Regional Masked Statistics
Description¶
This recipe shows how to calculate statistics for regional sub-domains using monthly-mean outputs from the National Oceanography Centre Near-Present-Day global eORCA1 configuration of NEMO forced using JRA55-do from 1976-2024.
For more details on this model configuration and the available outputs, users can explore the Near-Present-Day documentation here.
# -- Import required packages -- #
import numpy as np
import xarray as xr
import matplotlib.pyplot as plt
from nemo_cookbook import NEMODataTree
xr.set_options(display_style="text")
<xarray.core.options.set_options at 0x1519006a1e80>
Using Dask¶
Optional: Connect Client to Dask Local Cluster to run analysis in parallel.
Note that, although using Dask is not strictly necessary for this simple example using eORCA1, if we wanted to generalise this recipe to eORCA025 or eORCA12 outputs, using Dask would be essential to avoid unnecessary slow calculations using only a single process.
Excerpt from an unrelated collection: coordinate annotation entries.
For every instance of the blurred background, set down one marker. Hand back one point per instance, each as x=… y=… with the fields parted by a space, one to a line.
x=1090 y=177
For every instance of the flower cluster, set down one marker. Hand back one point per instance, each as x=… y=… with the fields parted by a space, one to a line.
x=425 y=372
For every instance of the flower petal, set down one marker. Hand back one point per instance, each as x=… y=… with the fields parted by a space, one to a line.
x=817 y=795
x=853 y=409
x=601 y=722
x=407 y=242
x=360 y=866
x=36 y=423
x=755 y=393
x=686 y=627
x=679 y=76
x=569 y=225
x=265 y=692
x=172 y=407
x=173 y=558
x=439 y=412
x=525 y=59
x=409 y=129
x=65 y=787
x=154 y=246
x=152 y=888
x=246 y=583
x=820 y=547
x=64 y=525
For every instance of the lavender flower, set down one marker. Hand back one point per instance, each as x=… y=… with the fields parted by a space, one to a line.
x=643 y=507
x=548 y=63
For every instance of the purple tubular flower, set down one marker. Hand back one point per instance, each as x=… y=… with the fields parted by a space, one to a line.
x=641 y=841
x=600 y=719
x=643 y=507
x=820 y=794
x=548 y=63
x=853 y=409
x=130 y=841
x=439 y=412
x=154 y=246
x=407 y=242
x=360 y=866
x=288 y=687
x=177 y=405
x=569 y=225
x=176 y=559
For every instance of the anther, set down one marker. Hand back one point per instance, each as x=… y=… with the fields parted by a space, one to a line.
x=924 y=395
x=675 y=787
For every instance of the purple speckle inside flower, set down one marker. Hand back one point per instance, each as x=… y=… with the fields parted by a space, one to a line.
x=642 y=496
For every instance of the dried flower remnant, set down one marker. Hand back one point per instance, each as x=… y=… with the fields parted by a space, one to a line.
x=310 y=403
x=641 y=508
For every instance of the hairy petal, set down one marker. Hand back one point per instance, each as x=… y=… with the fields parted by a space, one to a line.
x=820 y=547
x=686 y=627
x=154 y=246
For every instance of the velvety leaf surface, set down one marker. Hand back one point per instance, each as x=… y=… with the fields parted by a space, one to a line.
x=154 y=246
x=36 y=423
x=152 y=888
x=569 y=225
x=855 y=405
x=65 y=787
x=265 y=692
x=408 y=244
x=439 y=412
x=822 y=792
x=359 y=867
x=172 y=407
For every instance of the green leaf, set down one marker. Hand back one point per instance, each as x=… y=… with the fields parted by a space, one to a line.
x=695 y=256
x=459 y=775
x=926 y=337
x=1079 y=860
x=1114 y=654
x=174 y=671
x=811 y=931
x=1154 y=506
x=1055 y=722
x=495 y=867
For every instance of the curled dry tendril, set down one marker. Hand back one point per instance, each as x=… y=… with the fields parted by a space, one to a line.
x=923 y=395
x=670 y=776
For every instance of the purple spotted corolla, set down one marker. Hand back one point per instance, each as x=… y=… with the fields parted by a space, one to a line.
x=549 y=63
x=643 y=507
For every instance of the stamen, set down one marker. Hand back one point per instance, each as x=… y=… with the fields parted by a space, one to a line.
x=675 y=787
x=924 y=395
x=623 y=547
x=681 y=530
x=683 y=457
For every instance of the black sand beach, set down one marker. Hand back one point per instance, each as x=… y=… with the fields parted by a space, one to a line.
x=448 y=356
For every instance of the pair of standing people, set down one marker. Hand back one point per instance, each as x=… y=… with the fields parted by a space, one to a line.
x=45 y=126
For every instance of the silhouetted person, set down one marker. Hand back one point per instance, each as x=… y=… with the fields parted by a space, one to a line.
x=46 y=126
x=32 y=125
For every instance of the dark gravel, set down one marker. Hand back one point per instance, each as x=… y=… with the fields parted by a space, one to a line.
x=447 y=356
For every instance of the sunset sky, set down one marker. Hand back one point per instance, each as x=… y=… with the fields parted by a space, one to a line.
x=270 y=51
# -- Initialise Dask Local Cluster -- #
import os
import dask
from dask.distributed import Client, LocalCluster
# Update temporary directory for Dask workers:
dask.config.set({'temporary_directory': f"{os.getcwd()}/dask_tmp",
'local_directory': f"{os.getcwd()}/dask_tmp"
})
# Create Local Cluster:
cluster = LocalCluster(n_workers=4, threads_per_worker=3, memory_limit='5GB')
client = Client(cluster)
client
Accessing NEMO Model Data¶
Let's begin by loading the grid variables for our eORCA1 JRA-55 model from the JASMIN Object Store.
Alternatively, you can replace the domain_filepath below with a file path to your domain_cfg.nc file and read this with xarray's open_dataset() function.
# Define directory path to ancillary files:
domain_filepath = "https://noc-msm-o.s3-ext.jc.rl.ac.uk/npd-eorca1-jra55v1/domain"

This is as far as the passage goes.